Ces exemples reflètent un modèle d'urbanisme dans lequel la réponse d'urgence et le développement à long terme ne sont pas séparés, mais faisaient partie d'un processus continu et négocié.

Ce que le Canada peut faire

La géographie, la gouvernance et les formes urbaines du Canada exigent leur propre ensemble de protocoles et de prototypes. Bien que les leçons d'ailleurs puissent nous guider, ils ne peuvent pas être copiés en gros.

Cela signifie qu'il est essentiel de développer un cadre national pour la migration du climat interne qui intègre le déplacement climatique dans la stratégie nationale de logement.

Toutes les commandes de gouvernements devraient se concentrer sur le développement d'une infrastructure de résilience multi-usages, telles que les centres communautaires et les écoles équipés pour des interventions d'urgence et la progression des politiques de logement adaptatives qui peuvent se développer ou contracter avec la demande.

Le Canada a une fois aidé à façonner la pensée mondiale sur la transformation des zones urbaines.

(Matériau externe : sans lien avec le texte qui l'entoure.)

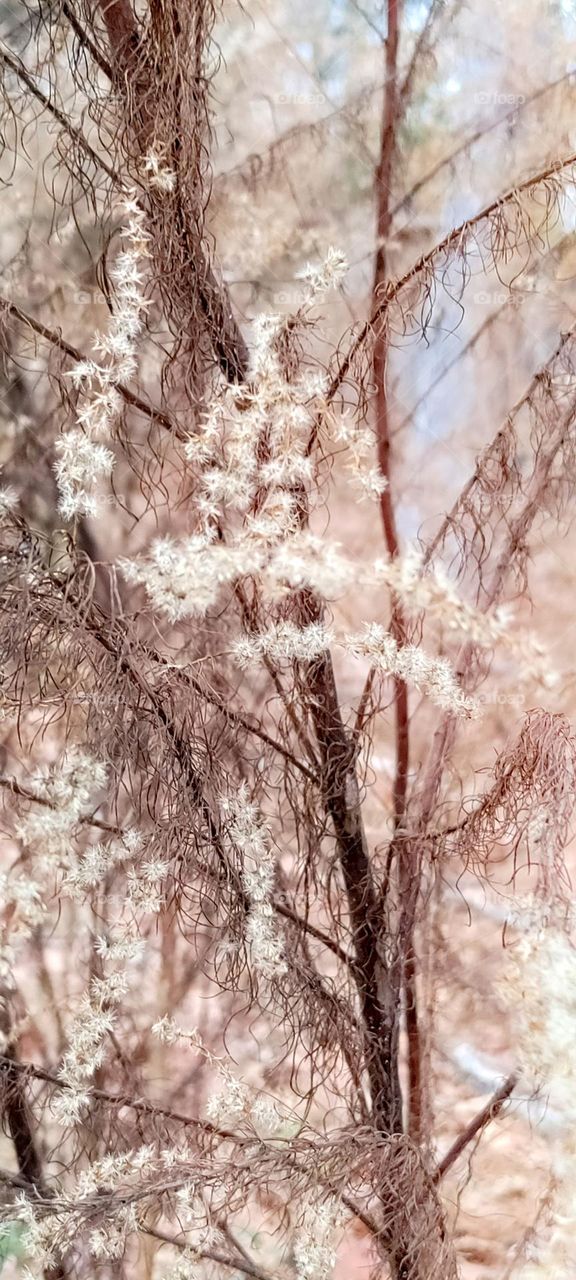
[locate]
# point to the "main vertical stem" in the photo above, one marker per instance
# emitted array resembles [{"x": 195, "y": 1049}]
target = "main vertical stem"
[{"x": 384, "y": 176}]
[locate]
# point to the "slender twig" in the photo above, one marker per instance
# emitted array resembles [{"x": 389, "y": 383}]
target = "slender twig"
[
  {"x": 476, "y": 1125},
  {"x": 56, "y": 341}
]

La Conférence de l'habitat des Nations Unies de 1976 à Vancouver, catalysée par les efforts des architectes et des planificateurs, a appelé à de nouveaux modèles de règlement et de développement fondés sur l'équité, la participation et la conscience des limites de notre planète.

Près de 50 ans plus tard, cet héritage inachevé a une nouvelle urgence.

Aujourd'hui, le déplacement climatique appelle un changement dans la façon dont les architectes s'engagent dans l'environnement bâti, se dirigeant vers une action coordonnée avec les communautés, les décideurs et les domaines alliés, et adopter des modèles de pratique qui dépassent le rôle traditionnel du fournisseur de services – pour initier activement le changement.

Les architectes doivent s'engager non seulement avec les bâtiments, mais avec les cadres qui régissent les terres, les infrastructures et la migration elle-même. Cela signifie remettre en question la neutralité professionnelle qui aligne trop souvent la conception avec des systèmes extractifs et accueillant plutôt des pratiques capables de travailler dans les institutions, les juridictions et les communautés.

Un sommet national pourrait marquer le début de ce changement en créant un forum pour discuter de la migration climatique et concevoir les outils, les politiques et les partenariats qui façonneront ses résultats.

La question n'est pas de savoir si le mouvement climatique se produira, mais si nous serons prêts à le rencontrer avec l'intention, les soins et la prévoyance.